Sunday, May 12, 2013

Bank plans backing for small Europe businesses

ISTANBUL: The European Bank for Reconstruction and Development (EBRD) is considering ways to help small businesses in emerging Europe, including through direct lending, as the region suffers lacklustre growth, its president said yesterday.
The European Central Bank and the International Monetary Fund have also expressed concern about the reluctance of banks to lend, so delaying a longed-for recovery in Europe.
EBRD president Suma Chakrabarti said following the bank's annual meeting that it was a question of: "How to do more (for small and medium-sized enterprises) in a way that maximises job impact and growth. What's the right balance ... do we go through the banks more or do we do a more direct approach?"

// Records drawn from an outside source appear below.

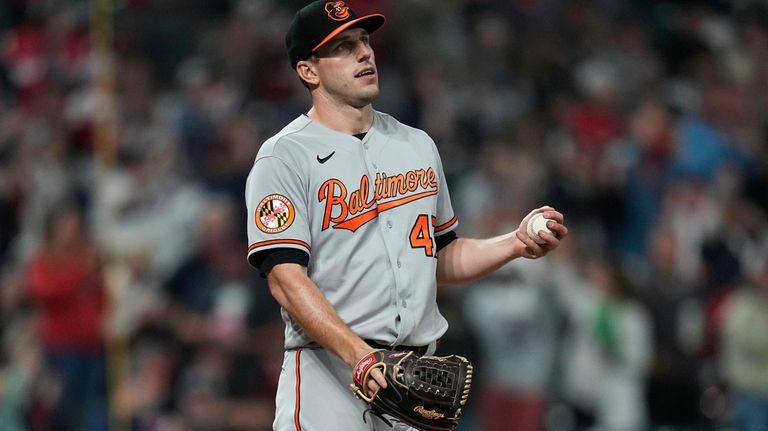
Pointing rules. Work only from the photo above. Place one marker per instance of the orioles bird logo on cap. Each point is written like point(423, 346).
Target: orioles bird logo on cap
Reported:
point(337, 10)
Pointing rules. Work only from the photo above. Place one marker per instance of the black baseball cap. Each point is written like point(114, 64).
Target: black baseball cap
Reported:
point(321, 21)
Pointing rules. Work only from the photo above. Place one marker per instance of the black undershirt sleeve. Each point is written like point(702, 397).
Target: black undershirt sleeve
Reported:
point(267, 259)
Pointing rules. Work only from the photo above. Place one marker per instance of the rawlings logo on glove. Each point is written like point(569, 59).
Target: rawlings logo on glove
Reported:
point(424, 392)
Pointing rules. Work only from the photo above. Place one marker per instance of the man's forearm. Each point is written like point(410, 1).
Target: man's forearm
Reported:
point(302, 299)
point(466, 259)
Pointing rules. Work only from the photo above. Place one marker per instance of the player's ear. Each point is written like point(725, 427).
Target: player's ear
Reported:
point(307, 70)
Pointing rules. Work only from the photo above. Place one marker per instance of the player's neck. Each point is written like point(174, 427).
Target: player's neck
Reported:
point(345, 119)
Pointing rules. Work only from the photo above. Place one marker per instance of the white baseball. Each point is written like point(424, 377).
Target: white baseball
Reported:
point(536, 224)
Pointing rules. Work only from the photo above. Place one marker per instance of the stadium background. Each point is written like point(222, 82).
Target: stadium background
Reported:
point(127, 128)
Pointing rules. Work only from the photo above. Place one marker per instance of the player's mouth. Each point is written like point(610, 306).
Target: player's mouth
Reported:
point(369, 71)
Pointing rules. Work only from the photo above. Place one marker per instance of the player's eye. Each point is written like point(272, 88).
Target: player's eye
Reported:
point(344, 47)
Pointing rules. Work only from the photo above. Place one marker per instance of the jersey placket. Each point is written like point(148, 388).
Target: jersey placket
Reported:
point(392, 242)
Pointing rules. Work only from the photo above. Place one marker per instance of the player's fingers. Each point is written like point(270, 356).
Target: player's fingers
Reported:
point(532, 250)
point(377, 380)
point(552, 239)
point(552, 214)
point(559, 229)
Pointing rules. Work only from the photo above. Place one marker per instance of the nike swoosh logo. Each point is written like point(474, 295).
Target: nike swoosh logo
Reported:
point(325, 159)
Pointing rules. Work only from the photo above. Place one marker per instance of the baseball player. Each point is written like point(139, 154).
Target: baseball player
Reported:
point(350, 220)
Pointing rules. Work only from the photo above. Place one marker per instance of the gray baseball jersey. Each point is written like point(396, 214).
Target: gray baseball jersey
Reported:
point(367, 213)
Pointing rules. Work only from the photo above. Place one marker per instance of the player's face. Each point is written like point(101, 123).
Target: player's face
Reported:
point(346, 67)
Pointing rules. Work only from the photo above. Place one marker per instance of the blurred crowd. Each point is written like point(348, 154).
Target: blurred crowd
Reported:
point(126, 302)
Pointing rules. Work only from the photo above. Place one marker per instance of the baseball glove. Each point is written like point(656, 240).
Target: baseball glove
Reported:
point(424, 392)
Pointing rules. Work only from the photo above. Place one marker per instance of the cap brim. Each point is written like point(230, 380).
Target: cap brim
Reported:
point(370, 23)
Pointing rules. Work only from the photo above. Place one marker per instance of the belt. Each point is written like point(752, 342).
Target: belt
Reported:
point(428, 349)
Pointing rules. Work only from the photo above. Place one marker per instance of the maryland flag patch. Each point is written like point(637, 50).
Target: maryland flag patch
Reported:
point(274, 214)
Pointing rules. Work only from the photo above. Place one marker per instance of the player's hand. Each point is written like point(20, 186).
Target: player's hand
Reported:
point(374, 380)
point(377, 381)
point(529, 248)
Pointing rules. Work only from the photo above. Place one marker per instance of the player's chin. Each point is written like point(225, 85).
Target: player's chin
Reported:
point(366, 96)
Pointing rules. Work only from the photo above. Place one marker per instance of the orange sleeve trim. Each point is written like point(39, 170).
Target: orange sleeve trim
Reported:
point(297, 408)
point(260, 244)
point(446, 225)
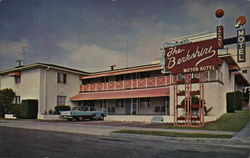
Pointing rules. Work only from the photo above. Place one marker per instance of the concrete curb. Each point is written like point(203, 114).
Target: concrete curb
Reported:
point(209, 141)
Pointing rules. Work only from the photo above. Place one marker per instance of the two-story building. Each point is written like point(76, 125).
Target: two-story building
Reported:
point(137, 93)
point(140, 93)
point(50, 84)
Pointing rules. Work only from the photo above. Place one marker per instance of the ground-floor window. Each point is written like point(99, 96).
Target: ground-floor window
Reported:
point(134, 106)
point(17, 100)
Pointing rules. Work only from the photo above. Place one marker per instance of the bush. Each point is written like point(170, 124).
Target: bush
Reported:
point(195, 100)
point(61, 108)
point(14, 109)
point(29, 109)
point(234, 100)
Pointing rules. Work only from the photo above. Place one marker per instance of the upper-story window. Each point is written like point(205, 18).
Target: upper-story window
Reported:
point(17, 100)
point(119, 78)
point(17, 79)
point(104, 79)
point(143, 75)
point(61, 100)
point(61, 77)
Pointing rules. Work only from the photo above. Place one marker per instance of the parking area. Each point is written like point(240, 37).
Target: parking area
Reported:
point(111, 123)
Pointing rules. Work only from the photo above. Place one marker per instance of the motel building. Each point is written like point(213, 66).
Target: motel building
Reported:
point(139, 93)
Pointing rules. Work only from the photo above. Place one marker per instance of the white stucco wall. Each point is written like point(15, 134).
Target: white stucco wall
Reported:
point(53, 89)
point(28, 88)
point(41, 84)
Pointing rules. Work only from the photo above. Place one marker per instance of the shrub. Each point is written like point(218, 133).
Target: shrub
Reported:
point(29, 109)
point(195, 100)
point(14, 109)
point(61, 108)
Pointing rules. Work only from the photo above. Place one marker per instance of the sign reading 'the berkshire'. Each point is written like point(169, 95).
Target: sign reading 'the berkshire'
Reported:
point(192, 57)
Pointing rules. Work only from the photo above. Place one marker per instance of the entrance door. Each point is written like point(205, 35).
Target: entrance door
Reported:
point(127, 106)
point(134, 106)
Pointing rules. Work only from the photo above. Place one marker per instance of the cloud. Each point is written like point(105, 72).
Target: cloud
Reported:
point(11, 50)
point(92, 57)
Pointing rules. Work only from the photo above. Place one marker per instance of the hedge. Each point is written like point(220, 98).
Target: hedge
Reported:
point(234, 100)
point(29, 109)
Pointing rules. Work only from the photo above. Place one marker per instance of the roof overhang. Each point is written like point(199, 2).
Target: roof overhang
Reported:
point(233, 66)
point(143, 68)
point(17, 73)
point(43, 65)
point(139, 93)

The bank slashed its 2013 growth forecast on Friday for its emerging Europe and North Africa region by almost a percentage point, to 2.2 per cent.
The European Investment Bank, whose president took part in panel discussions at the EBRD meeting, has also said it plans to lend more to small business.
Banks across Europe have plenty of cash but are reluctant to lend it because of caution following the global financial crisis, along with increased regulation.
"Liquidity of the banking sector is in good shape in principle but the credit channels do not work in full capacity because of the lack of demand with good quality from credible borrowers," Russian deputy finance minister Sergei Storchak said at the meeting.
Direct lending has risen to fill the bank lending gap, but this can also carry greater risks, Chakrabarti said, as lenders need to be very familiar with their countries and sectors.
Non-performing loans are also a growing concern, the Bank's chief economist Erik Berglof said.